Know what the competition is doing
Before you even think about submitting your book idea to a publisher, learn all you can about other books in that genre. Check bookstores, libraries, and online booksellers. Nearly everything has been written, so be prepared to tell the publisher how yours is different or better. Prepare a market analysis in grid form and include Title, Author, Publisher, Strengths, Weaknesses. (Of course, the weaknesses of each book become the strengths of yours.)
Caution: Never say there’s no competition or there’s never been a book like this. That shows you either haven’t done your homework or there’s a good reason there’s nothing out there like it.
Prepare a plan of attack
Get a copy of the latest (annual) Writer’s Market, and make a list of all the publishers you want to target. Also, check out bookstores, libraries, and online booksellers for others that aren’t listed in the publication. Then you’re ready to put your proposal package together. Here’s what to include:
Query letter: Address your letter to an editor, not just the publishing house. You find names of editors in the Writer’s Market as well as sample query letters. As an option, call the publishing company and inquire. Include in the letter your target audience; why you’re qualified to write the book; how your book will make the world a better place; and any other books, articles, or publications you’ve authored or co-authored. Present your thoughts clearly and concisely. And make sure to use correct grammar, punctuation, and spelling. Just one typo will stand out like a tarantula on a piece of angel food cake.

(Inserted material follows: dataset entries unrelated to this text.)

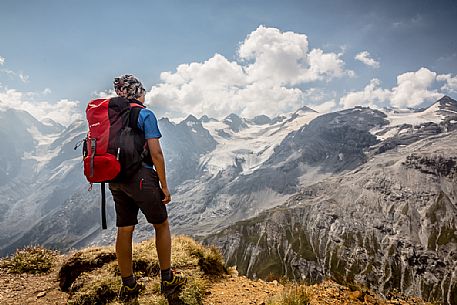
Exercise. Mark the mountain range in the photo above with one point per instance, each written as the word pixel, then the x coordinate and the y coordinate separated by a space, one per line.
pixel 358 195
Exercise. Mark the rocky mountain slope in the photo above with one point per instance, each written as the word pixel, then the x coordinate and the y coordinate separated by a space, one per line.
pixel 224 171
pixel 389 224
pixel 90 276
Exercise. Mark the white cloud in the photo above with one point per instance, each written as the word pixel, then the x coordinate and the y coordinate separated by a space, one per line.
pixel 324 107
pixel 63 112
pixel 371 95
pixel 365 58
pixel 104 94
pixel 24 77
pixel 412 89
pixel 270 65
pixel 451 82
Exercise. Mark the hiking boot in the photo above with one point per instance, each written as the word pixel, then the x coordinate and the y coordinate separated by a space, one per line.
pixel 127 293
pixel 170 287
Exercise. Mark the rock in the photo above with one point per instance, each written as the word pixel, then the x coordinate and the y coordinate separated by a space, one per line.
pixel 355 295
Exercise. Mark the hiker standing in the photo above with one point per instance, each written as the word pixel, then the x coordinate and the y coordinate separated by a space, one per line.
pixel 147 190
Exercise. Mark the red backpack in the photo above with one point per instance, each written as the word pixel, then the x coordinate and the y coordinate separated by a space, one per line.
pixel 114 147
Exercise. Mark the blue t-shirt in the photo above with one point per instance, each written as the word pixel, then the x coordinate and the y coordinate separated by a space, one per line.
pixel 147 122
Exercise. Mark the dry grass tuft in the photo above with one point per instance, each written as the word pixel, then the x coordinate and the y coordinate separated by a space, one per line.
pixel 83 261
pixel 91 276
pixel 33 259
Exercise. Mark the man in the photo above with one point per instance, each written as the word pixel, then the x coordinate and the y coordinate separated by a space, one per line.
pixel 147 191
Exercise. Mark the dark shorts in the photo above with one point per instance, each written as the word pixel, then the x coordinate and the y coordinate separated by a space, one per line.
pixel 141 192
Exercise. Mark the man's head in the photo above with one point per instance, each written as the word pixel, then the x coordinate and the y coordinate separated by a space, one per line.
pixel 128 86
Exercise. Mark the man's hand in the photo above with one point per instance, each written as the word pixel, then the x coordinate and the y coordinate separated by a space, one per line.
pixel 167 196
pixel 159 164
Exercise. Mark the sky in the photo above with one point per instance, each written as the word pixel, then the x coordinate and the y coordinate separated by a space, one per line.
pixel 218 57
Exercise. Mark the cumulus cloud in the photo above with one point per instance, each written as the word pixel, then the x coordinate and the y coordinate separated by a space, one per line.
pixel 264 78
pixel 451 82
pixel 325 106
pixel 365 58
pixel 412 89
pixel 371 95
pixel 63 112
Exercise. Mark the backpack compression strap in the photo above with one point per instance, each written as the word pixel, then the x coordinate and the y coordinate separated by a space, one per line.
pixel 102 187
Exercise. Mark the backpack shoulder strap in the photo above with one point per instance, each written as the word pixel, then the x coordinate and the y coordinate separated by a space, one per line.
pixel 135 109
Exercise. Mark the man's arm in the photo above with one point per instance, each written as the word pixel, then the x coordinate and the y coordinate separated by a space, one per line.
pixel 159 164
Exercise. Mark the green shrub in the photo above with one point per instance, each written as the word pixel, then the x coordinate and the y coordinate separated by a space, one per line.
pixel 293 295
pixel 32 259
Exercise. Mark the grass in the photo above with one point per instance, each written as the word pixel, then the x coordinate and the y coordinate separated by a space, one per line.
pixel 292 295
pixel 32 259
pixel 91 276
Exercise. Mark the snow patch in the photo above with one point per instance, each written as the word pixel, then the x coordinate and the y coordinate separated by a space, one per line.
pixel 251 146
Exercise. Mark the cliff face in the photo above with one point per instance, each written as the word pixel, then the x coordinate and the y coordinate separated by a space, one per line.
pixel 390 224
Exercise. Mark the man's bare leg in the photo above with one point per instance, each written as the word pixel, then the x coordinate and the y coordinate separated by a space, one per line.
pixel 124 250
pixel 163 244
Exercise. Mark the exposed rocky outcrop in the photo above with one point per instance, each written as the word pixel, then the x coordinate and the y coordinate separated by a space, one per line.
pixel 389 224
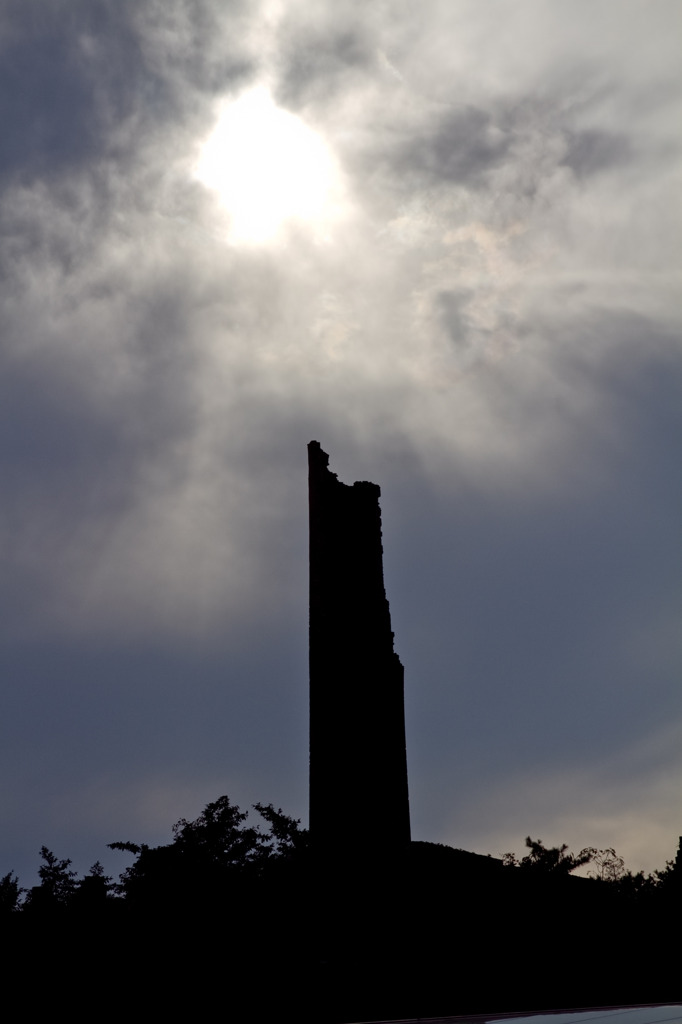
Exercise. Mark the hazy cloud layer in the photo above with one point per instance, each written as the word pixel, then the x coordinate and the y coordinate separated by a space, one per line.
pixel 485 322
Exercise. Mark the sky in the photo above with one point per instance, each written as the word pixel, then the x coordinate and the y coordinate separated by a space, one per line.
pixel 443 241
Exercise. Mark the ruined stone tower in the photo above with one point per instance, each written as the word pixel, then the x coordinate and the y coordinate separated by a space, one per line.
pixel 358 770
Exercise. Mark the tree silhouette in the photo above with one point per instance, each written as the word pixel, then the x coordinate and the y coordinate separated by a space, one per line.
pixel 549 860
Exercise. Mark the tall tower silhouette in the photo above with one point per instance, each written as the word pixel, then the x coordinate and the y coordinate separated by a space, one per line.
pixel 358 768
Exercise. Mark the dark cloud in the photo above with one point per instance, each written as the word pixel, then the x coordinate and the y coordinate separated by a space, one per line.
pixel 488 330
pixel 591 152
pixel 459 147
pixel 318 56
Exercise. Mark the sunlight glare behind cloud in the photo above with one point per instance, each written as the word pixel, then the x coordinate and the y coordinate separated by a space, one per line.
pixel 268 169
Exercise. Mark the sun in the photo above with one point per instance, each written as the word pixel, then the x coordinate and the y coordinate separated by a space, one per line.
pixel 268 169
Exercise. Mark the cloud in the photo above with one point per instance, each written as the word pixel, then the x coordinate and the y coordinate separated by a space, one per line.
pixel 491 332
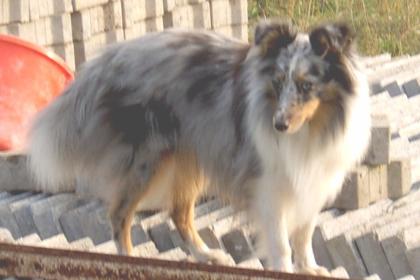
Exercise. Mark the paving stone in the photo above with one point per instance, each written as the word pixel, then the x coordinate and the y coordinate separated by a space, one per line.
pixel 378 152
pixel 5 235
pixel 46 213
pixel 18 11
pixel 138 235
pixel 140 10
pixel 160 234
pixel 141 28
pixel 237 245
pixel 209 238
pixel 57 241
pixel 413 257
pixel 14 173
pixel 229 12
pixel 253 263
pixel 344 253
pixel 229 223
pixel 189 16
pixel 175 254
pixel 21 211
pixel 399 178
pixel 84 244
pixel 83 4
pixel 408 277
pixel 411 88
pixel 146 250
pixel 394 249
pixel 373 256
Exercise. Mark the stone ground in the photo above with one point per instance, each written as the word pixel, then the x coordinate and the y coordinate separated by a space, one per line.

Market analysis: Following the query letter in your package, include the market analysis discussed earlier.
Annotated outline or synopsis: For non-fiction, prepare a table of contents in which you briefly describe each chapter. Limit the description to one or two sentences. For fiction, include a one-page synopsis.

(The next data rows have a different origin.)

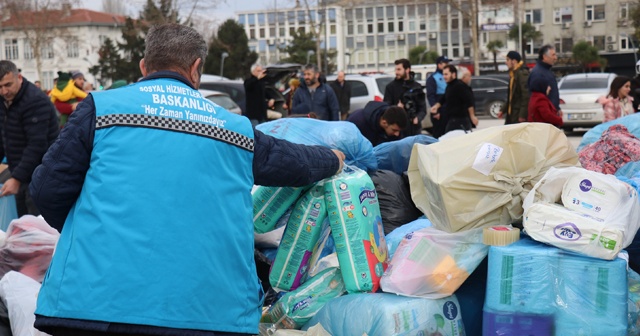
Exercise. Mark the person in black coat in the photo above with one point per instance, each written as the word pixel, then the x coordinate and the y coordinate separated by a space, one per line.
pixel 28 125
pixel 342 89
pixel 379 122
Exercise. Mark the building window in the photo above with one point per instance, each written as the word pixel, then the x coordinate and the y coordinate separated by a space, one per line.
pixel 73 49
pixel 533 16
pixel 594 12
pixel 28 50
pixel 11 49
pixel 563 15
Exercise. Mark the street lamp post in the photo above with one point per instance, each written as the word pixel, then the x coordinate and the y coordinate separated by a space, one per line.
pixel 224 55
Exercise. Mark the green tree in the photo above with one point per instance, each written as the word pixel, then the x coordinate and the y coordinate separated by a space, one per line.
pixel 232 39
pixel 493 47
pixel 529 32
pixel 584 54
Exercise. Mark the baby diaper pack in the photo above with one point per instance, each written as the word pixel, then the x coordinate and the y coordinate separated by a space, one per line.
pixel 356 227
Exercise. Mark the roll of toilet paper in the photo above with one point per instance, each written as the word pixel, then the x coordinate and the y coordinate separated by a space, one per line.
pixel 574 231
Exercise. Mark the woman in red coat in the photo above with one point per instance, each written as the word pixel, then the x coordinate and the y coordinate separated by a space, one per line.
pixel 540 107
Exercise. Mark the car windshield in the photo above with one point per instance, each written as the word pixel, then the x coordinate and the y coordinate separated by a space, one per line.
pixel 383 82
pixel 584 83
pixel 223 101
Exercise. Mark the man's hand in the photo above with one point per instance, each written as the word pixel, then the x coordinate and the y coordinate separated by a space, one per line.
pixel 10 187
pixel 341 157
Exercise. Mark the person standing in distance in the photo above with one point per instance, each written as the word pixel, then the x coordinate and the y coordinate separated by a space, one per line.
pixel 28 126
pixel 162 245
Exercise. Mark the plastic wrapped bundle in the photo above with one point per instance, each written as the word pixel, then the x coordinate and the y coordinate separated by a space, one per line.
pixel 342 135
pixel 389 315
pixel 395 155
pixel 28 247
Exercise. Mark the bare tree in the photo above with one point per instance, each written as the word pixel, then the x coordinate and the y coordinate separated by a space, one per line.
pixel 40 22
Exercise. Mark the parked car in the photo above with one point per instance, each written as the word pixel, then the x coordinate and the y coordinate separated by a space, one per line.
pixel 578 98
pixel 222 99
pixel 365 88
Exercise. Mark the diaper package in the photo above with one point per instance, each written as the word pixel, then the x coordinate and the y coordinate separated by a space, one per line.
pixel 433 264
pixel 356 227
pixel 269 204
pixel 389 315
pixel 299 238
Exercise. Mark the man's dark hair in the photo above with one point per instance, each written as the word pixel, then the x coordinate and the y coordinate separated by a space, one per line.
pixel 405 63
pixel 395 115
pixel 452 69
pixel 544 50
pixel 7 67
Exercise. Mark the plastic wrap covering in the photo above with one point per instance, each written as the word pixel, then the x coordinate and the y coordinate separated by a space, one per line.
pixel 342 135
pixel 395 237
pixel 481 179
pixel 356 227
pixel 389 315
pixel 539 290
pixel 296 308
pixel 28 247
pixel 433 264
pixel 395 155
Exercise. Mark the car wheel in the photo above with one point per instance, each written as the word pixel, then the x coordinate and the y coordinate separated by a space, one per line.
pixel 494 108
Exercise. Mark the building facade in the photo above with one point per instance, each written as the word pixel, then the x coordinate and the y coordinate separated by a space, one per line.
pixel 71 44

Sample chapter: Submit a sample chapter so the editor can get a feel for your tone and writing style. This doesn’t need to be the first chapter, just one that represents your best efforts. (It was an annotated outline and sample chapter that got me my first contract.)

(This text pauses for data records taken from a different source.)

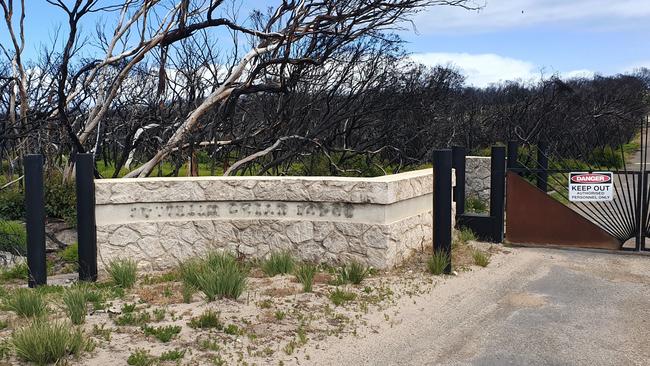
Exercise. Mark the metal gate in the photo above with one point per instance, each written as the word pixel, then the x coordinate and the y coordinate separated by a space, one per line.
pixel 538 208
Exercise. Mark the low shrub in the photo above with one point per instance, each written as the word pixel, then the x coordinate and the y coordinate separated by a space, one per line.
pixel 354 272
pixel 13 237
pixel 278 263
pixel 437 263
pixel 163 334
pixel 123 272
pixel 43 343
pixel 26 303
pixel 340 297
pixel 480 258
pixel 74 300
pixel 305 274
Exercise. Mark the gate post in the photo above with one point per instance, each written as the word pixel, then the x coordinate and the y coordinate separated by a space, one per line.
pixel 442 203
pixel 458 163
pixel 86 230
pixel 542 166
pixel 497 190
pixel 35 220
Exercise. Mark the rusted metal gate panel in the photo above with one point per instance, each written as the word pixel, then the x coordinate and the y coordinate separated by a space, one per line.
pixel 535 218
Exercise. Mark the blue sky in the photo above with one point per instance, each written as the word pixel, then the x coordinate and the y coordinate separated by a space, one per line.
pixel 506 39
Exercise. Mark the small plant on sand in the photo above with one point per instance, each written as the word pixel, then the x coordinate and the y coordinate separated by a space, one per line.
pixel 354 272
pixel 163 334
pixel 278 263
pixel 305 274
pixel 340 297
pixel 480 258
pixel 140 357
pixel 43 343
pixel 123 272
pixel 209 319
pixel 437 263
pixel 26 303
pixel 74 300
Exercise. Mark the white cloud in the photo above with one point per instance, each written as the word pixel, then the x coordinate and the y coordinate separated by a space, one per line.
pixel 481 70
pixel 500 14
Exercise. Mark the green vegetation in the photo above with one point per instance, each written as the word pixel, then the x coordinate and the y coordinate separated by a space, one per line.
pixel 305 274
pixel 437 263
pixel 480 258
pixel 26 303
pixel 278 263
pixel 208 319
pixel 340 297
pixel 74 300
pixel 123 272
pixel 354 272
pixel 43 343
pixel 163 334
pixel 217 276
pixel 13 237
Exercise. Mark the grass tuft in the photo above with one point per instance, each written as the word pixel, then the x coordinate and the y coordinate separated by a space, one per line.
pixel 437 263
pixel 480 258
pixel 278 263
pixel 305 274
pixel 74 300
pixel 26 303
pixel 123 272
pixel 42 342
pixel 354 272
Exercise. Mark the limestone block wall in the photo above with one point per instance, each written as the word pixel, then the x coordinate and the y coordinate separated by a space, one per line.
pixel 161 221
pixel 477 177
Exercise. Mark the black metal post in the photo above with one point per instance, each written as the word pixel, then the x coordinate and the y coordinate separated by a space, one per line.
pixel 497 190
pixel 458 163
pixel 513 154
pixel 86 230
pixel 542 166
pixel 442 203
pixel 35 220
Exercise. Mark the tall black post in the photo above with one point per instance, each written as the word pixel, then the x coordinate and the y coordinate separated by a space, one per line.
pixel 542 166
pixel 35 220
pixel 86 230
pixel 513 155
pixel 442 203
pixel 497 191
pixel 458 163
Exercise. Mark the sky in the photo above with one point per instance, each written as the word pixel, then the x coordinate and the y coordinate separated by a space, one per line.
pixel 503 40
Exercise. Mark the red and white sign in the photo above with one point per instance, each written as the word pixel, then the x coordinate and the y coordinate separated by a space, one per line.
pixel 591 187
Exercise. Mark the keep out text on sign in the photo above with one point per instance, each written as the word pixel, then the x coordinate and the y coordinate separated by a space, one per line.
pixel 590 187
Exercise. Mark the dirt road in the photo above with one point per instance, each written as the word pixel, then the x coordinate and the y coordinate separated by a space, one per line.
pixel 529 307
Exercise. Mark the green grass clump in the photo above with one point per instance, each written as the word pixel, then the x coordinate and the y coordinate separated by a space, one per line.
pixel 26 303
pixel 123 272
pixel 480 258
pixel 278 263
pixel 437 263
pixel 305 274
pixel 340 297
pixel 217 276
pixel 43 343
pixel 354 272
pixel 163 334
pixel 209 319
pixel 140 357
pixel 74 300
pixel 13 237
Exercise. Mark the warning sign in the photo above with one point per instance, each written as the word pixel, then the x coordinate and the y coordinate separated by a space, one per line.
pixel 589 187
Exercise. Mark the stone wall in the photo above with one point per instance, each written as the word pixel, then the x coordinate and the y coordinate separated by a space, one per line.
pixel 161 221
pixel 477 177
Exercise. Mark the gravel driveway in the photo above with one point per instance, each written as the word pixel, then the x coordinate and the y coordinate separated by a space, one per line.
pixel 530 307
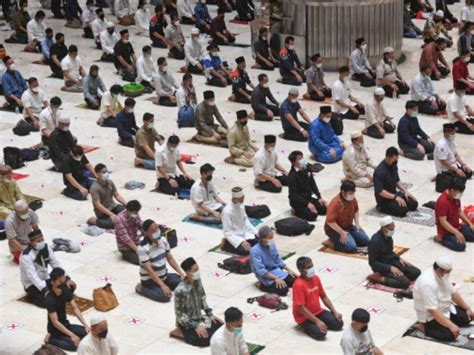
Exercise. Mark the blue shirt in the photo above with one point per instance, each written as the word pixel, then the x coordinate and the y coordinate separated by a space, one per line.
pixel 264 260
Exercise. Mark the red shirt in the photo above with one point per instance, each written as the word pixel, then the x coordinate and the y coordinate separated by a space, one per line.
pixel 307 293
pixel 449 208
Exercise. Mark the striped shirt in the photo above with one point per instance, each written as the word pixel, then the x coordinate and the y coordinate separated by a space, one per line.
pixel 156 254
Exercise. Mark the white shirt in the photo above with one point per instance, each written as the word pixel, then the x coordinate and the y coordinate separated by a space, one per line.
pixel 90 345
pixel 444 150
pixel 204 194
pixel 72 65
pixel 145 69
pixel 431 292
pixel 236 225
pixel 456 104
pixel 36 30
pixel 224 342
pixel 166 159
pixel 33 101
pixel 342 91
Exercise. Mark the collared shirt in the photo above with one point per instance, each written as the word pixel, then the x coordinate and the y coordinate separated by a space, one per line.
pixel 359 62
pixel 431 292
pixel 236 225
pixel 204 193
pixel 34 267
pixel 267 260
pixel 381 255
pixel 127 230
pixel 422 88
pixel 224 342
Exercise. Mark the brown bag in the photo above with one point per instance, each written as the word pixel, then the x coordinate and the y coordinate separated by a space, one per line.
pixel 104 298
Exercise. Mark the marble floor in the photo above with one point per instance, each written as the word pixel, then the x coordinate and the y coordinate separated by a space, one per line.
pixel 23 326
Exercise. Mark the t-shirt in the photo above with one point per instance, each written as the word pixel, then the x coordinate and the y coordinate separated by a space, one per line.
pixel 57 304
pixel 307 293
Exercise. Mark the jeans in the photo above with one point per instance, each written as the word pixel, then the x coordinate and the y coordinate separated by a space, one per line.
pixel 451 242
pixel 355 238
pixel 151 290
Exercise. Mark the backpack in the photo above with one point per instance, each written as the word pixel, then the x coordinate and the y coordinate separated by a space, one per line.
pixel 269 300
pixel 12 157
pixel 257 211
pixel 186 117
pixel 236 264
pixel 293 226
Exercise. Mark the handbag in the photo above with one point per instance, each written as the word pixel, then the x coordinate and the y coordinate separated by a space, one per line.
pixel 104 298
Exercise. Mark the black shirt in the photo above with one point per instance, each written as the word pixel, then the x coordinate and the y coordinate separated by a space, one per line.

Postcard: Include a postcard to make it easy for each publisher to close the loop, even if it is with a rejection. (If an editor is interested, he or she may send a letter or call instead.) Put your name and address on the front of the postcard and the following on the back:
[ ] Yes, I’m interested in reading your manuscript with a view
towards publishing it.
[ ] No thanks. Your idea doesn’t fit into our current marketing
Name of Publisher
It’s not necessary to have a completed manuscript ready to send. If your proposal is accepted and you’re offered a contract, you’ll be given ample time to complete the manuscript.
Get yourself psyched
To get myself mentally psyched, ten times a day I’d put my pen to paper and write: “Sheryl is a successful author.” I also prepared a sign that said “Sheryl is a successful author” and placed it near my computer, where I could see it easily.
Create a motivation chain
Unless you’re extremely lucky or your idea is the greatest thing since sliced bread, you must anticipate rejections. But don’t let that stop you from forging ahead. Here’s how I kept myself motivated the first time I tried to get published: I divided the list of target publishers into increments of five. Before I sent my proposal package to the first five, I prepared the next five with postage and all. All I needed to do was put the date on the query letter. As each rejection came in, I sent out another package and prepared one more. Therefore, I always had five in the hopper.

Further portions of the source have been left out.